This month marks the 30th anniversary of the founding of Remington Dog Park, just across Bridgeway from the floating homes community. The park owes its existence to Dianne Chute, an insurance broker who provided coverage for many floating homes, and who was devoted to her golden retriever, Remington.
Addressing an October 1990 meeting of the Parks and Recreation Commission, she commented on the unintended consequences of Sausalito’s leash law, which states that dogs must be on leash when off of their owner’s property.
“Everyone I know is a responsible dog owner,” she said, “yet because of the leash law, we are forced to break the law. I feel like a criminal.”
After presenting a petition signed by 150 like–minded citizens, Dianne added, “enforcing the leash law is like the city banning cars without providing an alternative means to get around.”
In true Sausalito fashion, that meeting led to a series of debates about whether the park should be temporary or permanent, and where it might be located.
Dianne favored the Martin Luther King Jr. (MLK) park. She stated in this newspaper that a masterplan for MLK was long overdue and preferred the area between the gym and tennis courts because, of the alternatives discussed, it posed the least amount of work. In January 1991, the city council designated that section an off–leash area where dogs could be exercised.
Diane formed the Dog Owners Group (D.O.G.), composed of dog owners dedicated to developing an adequate local space for exercising their pets, and Marinscope reported that “support of the concept has been overwhelming.”
Fundraising efforts included soliciting private donations, selling hotdogs at the Caledonia Street Fair, selling drinks at the Vintage Boat Show, and holding a lasagna dinner/raffle, which was attended by 125 people. D.O.G. raised over $2000, combined with $2800 the city donated to the project, to complete the fencing of the off–leash area.
Dianne’s powers of persuasion, and—well—dogged determination, were beginning to pay off.
Marinscope city editor Tina Bournazos wrote: “get a group of Sausalitans together all working towards a community goal and the results are almost always remarkable.
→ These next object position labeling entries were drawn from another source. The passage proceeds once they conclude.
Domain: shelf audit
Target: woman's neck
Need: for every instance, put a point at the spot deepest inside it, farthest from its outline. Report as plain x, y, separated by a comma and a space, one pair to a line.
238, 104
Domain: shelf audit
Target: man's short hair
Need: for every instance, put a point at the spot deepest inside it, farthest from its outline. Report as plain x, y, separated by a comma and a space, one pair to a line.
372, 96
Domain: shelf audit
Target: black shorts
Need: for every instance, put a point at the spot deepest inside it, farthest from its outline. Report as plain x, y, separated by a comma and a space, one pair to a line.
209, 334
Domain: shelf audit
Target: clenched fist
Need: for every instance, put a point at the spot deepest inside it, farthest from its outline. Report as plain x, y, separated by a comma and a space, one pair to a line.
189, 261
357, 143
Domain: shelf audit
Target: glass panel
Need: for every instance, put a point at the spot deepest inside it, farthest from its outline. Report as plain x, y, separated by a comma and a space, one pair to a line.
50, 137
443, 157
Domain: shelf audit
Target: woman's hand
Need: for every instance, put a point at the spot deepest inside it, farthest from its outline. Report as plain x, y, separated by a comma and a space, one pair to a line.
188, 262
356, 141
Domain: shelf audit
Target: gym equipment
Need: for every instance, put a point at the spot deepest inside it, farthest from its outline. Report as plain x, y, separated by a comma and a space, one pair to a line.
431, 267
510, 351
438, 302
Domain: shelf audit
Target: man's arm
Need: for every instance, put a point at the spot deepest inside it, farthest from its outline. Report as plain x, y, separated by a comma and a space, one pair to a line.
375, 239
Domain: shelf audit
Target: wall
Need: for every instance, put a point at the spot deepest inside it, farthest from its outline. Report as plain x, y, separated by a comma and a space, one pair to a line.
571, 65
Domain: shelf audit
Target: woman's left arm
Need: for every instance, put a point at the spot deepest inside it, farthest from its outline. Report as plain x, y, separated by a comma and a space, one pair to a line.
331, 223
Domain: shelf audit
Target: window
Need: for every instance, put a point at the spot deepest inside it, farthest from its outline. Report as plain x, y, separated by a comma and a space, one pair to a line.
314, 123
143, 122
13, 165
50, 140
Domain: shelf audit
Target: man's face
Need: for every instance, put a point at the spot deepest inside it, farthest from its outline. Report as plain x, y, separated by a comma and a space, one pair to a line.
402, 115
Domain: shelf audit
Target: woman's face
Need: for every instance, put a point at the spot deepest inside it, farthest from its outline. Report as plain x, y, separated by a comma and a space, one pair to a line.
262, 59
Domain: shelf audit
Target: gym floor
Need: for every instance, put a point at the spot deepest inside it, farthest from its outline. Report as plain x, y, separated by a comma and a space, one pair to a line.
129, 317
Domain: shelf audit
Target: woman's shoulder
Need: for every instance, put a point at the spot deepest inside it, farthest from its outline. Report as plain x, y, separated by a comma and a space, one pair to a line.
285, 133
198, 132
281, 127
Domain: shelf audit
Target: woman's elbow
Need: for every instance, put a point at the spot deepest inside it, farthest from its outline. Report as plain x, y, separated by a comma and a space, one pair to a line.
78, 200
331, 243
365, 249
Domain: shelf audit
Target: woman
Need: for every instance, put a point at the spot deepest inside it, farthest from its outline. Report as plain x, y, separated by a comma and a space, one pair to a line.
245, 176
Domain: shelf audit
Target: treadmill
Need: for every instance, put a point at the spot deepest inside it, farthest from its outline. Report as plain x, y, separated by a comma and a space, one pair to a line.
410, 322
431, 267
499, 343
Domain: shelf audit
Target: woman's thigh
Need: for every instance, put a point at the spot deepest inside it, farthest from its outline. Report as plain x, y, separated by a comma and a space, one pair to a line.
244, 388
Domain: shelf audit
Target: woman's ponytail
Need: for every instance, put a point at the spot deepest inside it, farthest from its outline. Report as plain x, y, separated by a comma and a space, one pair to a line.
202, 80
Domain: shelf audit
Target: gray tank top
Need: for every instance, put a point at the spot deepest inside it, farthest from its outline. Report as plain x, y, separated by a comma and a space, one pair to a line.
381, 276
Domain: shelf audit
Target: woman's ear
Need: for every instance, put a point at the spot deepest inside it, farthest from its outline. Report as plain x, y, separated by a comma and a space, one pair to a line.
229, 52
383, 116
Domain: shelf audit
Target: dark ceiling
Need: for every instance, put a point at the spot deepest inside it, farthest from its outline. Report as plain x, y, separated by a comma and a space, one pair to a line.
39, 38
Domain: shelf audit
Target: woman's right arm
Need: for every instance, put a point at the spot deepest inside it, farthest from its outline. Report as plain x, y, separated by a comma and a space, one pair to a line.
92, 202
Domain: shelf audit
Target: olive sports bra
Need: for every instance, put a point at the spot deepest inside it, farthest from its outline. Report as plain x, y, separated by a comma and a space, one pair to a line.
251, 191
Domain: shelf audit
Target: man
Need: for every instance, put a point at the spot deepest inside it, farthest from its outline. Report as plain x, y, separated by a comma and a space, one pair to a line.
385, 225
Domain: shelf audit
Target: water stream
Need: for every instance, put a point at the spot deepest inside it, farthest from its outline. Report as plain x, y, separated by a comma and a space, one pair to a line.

This time the group is dog owners, the goal is building a community dog park, and so far the results have been impressive.”
It all became official on November 24, 1991, with a gala, ribbon cutting and grand opening.
Two years later at the 1993 Take Pride in California Awards ceremony in Sacramento, Dianne Chute was honored for her volunteer efforts on behalf of the state’s public and private lands.
An avid sailor, Dianne also became the first female commodore of the Sausalito Cruising Club, and upon her death not long ago, she left part of her estate to Call of the Sea to fund sailing scholarships for girls and young women. Remington would have been proud.